Exactly what I want.

Isn’t it?

“Thank you,” Al says, interrupting my thoughts

“For what?” The heat of a blush warms first my face and then creeps down to my chest. “I haven’t done anything yet.”

“You’re trying.”

I shake my head at the misplaced gratitude. “Anyone would try to get you home. But most people wouldn’t nearly get you killed in the process.”

“Most people would have put me back in the box and left me to die.”

I shift uncomfortably as I remember the idea had crossed my mind. The only reason I’m doing anything at all is because of Cindy. If not for her, I’d still be sitting in a corner of my room, rocking back and forth while staring at him on my night table. I glance at the clock on the dashboard and notice it’s after six in the morning. Well, I suppose right now I’d actually be at rehearsal.

“Rehearsal,” I groan.

“What?” Al asks.

“Nothing, it’s stupid.” I sigh. “There goes the lead, that’s all.”

Before Al can ask what I’m talking about, Cindy cuts in. For once I’m actually grateful. I’d have felt like an idiot explaining to Al about dance. He’d probably lose respect for me, like all guys do.

“There,” she says while pointing out the window to a carved wood community sign. “Don’t forget to slow down for the turn this time.
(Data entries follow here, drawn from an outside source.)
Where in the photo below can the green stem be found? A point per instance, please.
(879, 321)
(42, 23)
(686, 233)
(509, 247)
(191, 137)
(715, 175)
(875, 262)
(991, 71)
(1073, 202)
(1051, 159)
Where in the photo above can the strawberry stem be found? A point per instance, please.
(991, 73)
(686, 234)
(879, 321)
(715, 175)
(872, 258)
And maybe signal. Or not. Whatever.”

“Shut up,” I say while turning my signal on a little too late. “I’m not so bad.”

I switch lanes and pull into the suburban area extra carefully to show how awesome a driver I am. As soon as we’re inside the development, however, I get lost. There are too many side roads and similar-looking houses to remember the right directions.

Cindy takes over navigation without a single snide comment, a miracle in itself, until I finally spot Gran’s house. It’s well back from the road, completely at odds with every other home in the neighborhood. Row after row of residences, all with perfectly manicured lawns and meticulously maintained exteriors, make up the subdivision. All of the buildings are new and there are only half a dozen designs repeated in an irregular pattern.
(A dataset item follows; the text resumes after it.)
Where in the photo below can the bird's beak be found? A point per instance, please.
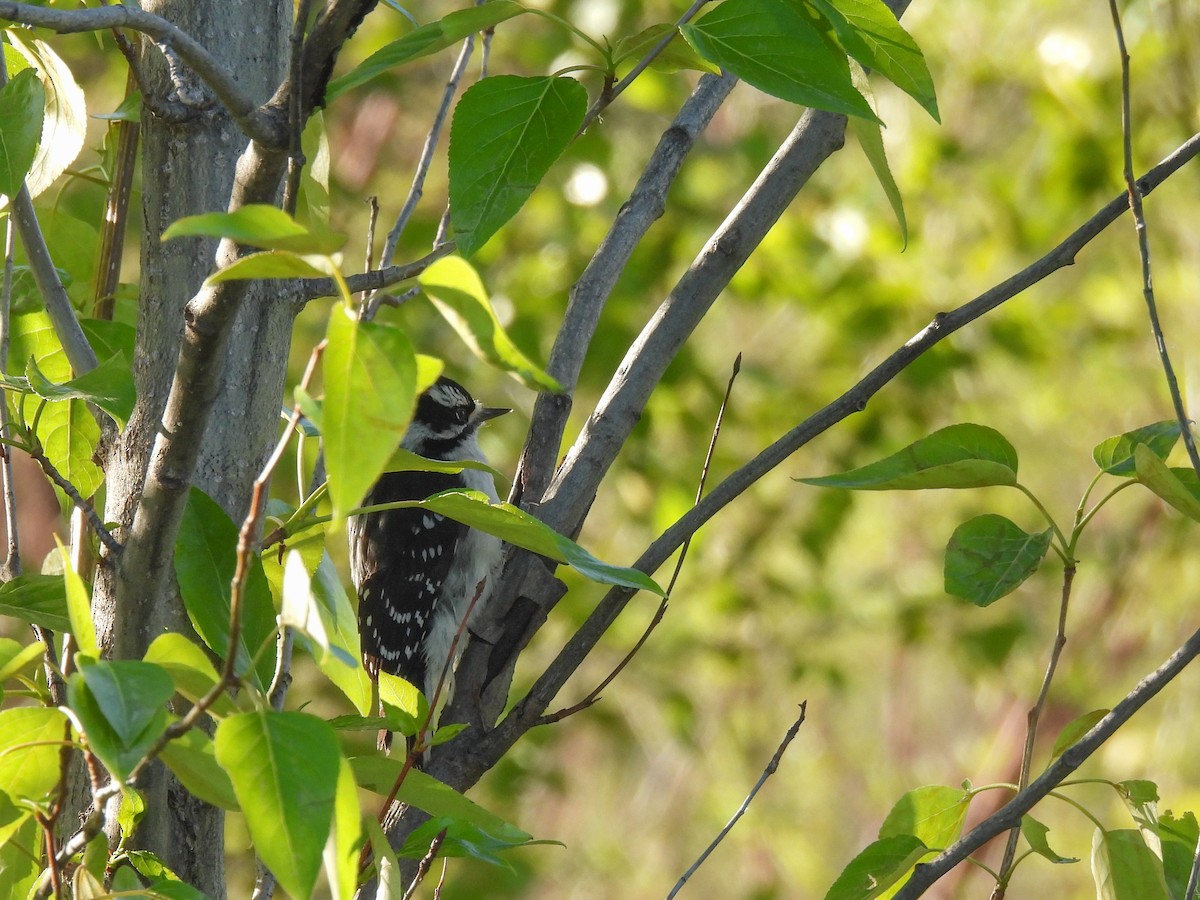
(483, 414)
Gran’s house on the other hand is old, and not afraid to show its age. Mismatching grey paint covers the outside of the house in patches
, and the pavement of the driveway is broken and starting to grow overrun by weeds and grass. It looks like one of the neighbors must have become frustrated with the hay length front yard and cut it back. Otherwise the place looks completely untouched since the last time I visited several months ago.

I shift the car into park and stare up at the house for a minute. We’re actually here. I should be ecstatic. So, why don’t I want to get out?

As soon as the car stops, Cindy leaps out and runs around to my side. Before I have a chance to unbuckle myself, she throws the door open, reaches around me and takes the keys from the ignition. Without a word, she shoves them into her pocket and heads toward the front door.

“I’m
really
not so bad a driver,” I grumble while getting out of the car. “We’re still alive, aren’t we?”

There’s a tiny chuckle from Al, but when I look at him, he carefully keeps his face, and smile, hidden.

When I reach the door, Cindy’s still there, though I have no idea why she hasn’t gone in already.

“You remember there are potentially people following us, right?” I tap my toe nervously on the overgrown stone walkway. “If they happen to drive by they can see us standing here.”

“They’d be able to see our car either way,” she says as though it’s not a big deal.

I contemplate moving the car into the back yard and hiding it behind the house before I’m distracted when Cindy kneels down and pulls a bobby pin out of her hair.

“Really? You know how to pick a lock?” I’m impressed. Until I remember we’re not in a movie. “Who has those kinds of hobbies?”

“Shut up, I’m concentrating.” She straightens the hairpin and shoves it into the lock. “Besides, I’m not the criminal you and Mom seem to think I am. I’ve never actually done this before. Usually I leave lock picking to my date.”

“Of course you do.” It wouldn’t surprise me if she wasn’t joking. “Don’t you have a copy of the key to this place? Couldn’t you have thought things through for five seconds and have grabbed Mom’s key? But no, you never think anything through. You do whatever you
feel
like.”

She ignores my rant and absently says, “Don’t see you with a key either, princess,” while continuing to fiddle with the lock.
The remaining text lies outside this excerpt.